HIPAA General Background
HIPAA is a massive law and the privacy, security and HITECH rules fall under HIPAA’s administrative simplification legislation. Specifically, the privacy and security rules determine how certain health information is used, maintained, disclosed and transmitted. HIPAA is not a blanket privacy law covering all privacy situations; the HIPAA privacy and security rules apply exclusively to “covered entities,” a term defined under the law that includes health plans, healthcare clearinghouses (organizations that process health information) and healthcare providers. A health plan under the HIPAA rules is any plan that provides or pays the cost of medical care, which includes major medical plans, prescription drug, vision, dental, health flexible spending accounts, health reimbursement accounts, certain employee assistance programs and long-term care plans that offer medical benefits.
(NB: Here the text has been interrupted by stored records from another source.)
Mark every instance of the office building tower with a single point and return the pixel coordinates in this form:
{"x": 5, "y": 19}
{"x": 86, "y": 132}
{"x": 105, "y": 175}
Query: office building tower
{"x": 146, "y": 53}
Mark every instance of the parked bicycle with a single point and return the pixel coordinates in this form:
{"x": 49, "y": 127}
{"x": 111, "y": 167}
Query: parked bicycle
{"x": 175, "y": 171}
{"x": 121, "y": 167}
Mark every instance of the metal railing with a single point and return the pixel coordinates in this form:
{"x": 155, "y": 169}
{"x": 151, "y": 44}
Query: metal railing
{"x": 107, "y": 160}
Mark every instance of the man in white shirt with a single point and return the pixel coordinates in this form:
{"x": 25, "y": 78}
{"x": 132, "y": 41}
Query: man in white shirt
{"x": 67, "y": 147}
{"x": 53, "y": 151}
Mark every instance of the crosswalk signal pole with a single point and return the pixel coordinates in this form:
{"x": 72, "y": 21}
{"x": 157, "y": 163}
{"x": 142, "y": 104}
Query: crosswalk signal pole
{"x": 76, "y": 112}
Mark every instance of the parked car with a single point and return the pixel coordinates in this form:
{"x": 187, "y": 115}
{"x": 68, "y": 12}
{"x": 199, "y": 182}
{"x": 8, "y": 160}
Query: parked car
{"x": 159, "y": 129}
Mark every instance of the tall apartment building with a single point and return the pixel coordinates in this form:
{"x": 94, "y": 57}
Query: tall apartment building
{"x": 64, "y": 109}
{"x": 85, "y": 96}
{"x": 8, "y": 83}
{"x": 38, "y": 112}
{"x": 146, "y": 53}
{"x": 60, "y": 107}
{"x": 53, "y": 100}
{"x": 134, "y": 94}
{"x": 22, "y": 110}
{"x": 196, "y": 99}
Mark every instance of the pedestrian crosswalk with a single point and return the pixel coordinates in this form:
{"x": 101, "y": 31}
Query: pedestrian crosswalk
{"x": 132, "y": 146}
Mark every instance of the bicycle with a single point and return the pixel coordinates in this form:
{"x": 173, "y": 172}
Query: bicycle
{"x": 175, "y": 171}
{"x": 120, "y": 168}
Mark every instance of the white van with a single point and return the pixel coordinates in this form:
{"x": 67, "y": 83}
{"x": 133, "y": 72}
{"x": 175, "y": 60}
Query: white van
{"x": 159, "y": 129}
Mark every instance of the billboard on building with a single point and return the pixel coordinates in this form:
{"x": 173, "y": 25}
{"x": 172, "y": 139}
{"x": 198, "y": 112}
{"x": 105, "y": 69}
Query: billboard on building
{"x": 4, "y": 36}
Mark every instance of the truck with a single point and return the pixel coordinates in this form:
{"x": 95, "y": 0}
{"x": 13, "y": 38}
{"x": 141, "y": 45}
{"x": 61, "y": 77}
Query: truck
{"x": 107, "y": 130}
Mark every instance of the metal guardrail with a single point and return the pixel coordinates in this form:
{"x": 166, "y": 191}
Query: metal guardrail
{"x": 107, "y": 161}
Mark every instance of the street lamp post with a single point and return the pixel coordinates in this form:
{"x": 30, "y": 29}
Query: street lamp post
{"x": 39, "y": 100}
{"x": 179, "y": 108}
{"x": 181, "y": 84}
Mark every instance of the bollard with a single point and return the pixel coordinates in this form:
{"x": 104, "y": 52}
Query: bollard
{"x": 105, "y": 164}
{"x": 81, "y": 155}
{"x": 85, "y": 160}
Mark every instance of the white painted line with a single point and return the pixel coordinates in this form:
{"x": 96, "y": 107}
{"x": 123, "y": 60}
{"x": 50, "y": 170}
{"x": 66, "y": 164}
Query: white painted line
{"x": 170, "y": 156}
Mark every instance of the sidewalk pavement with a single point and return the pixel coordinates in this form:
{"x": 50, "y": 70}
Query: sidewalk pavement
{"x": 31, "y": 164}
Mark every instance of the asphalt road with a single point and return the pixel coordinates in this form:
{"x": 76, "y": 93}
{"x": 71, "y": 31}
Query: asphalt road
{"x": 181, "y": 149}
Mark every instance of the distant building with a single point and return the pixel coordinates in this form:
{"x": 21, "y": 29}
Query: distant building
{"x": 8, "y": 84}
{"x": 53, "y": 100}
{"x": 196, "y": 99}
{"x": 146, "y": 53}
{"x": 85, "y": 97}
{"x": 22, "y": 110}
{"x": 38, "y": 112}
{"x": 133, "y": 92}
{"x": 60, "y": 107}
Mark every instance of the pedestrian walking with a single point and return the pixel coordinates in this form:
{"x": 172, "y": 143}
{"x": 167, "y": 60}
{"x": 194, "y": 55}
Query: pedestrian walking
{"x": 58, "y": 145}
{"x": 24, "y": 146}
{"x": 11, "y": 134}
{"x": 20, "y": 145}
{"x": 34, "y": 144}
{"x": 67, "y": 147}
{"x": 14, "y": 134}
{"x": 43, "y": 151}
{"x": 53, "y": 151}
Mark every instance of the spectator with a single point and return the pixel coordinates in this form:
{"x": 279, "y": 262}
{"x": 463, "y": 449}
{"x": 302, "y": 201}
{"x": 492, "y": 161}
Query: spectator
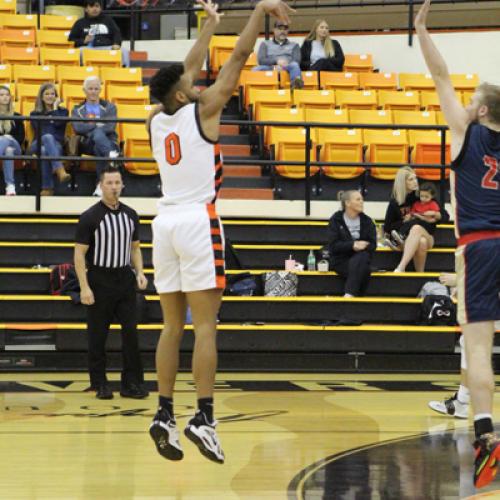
{"x": 99, "y": 139}
{"x": 52, "y": 136}
{"x": 398, "y": 217}
{"x": 97, "y": 31}
{"x": 319, "y": 52}
{"x": 352, "y": 239}
{"x": 281, "y": 53}
{"x": 11, "y": 138}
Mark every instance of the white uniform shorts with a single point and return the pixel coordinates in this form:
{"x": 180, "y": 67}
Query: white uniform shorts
{"x": 188, "y": 249}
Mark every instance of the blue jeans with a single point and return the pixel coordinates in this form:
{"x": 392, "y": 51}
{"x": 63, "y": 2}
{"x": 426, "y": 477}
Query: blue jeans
{"x": 50, "y": 147}
{"x": 9, "y": 147}
{"x": 99, "y": 144}
{"x": 293, "y": 70}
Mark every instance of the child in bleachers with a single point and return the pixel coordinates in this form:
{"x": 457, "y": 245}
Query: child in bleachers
{"x": 11, "y": 138}
{"x": 52, "y": 136}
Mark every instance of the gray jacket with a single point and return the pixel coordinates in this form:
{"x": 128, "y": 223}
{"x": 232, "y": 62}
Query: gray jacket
{"x": 108, "y": 110}
{"x": 270, "y": 51}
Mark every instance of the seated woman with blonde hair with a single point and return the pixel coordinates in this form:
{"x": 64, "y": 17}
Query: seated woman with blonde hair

HIPAA HITECH rules place many HIPAA compliance responsibility directly on business associates. A business associate is any entity that performs a service for the covered entity and has access to “protected health information” (PHI). The privacy and security rules place restrictions on how covered entities and business associates can use and disclose PHI in any form. Any individually identifiable health information used, held or transmitted by a covered entity is PHI. Group health plans and business associates with access to PHI must protect and safeguard this information as prescribed under the HIPAA rules.
How Do the HIPAA Privacy and Security Rules Apply to Employers?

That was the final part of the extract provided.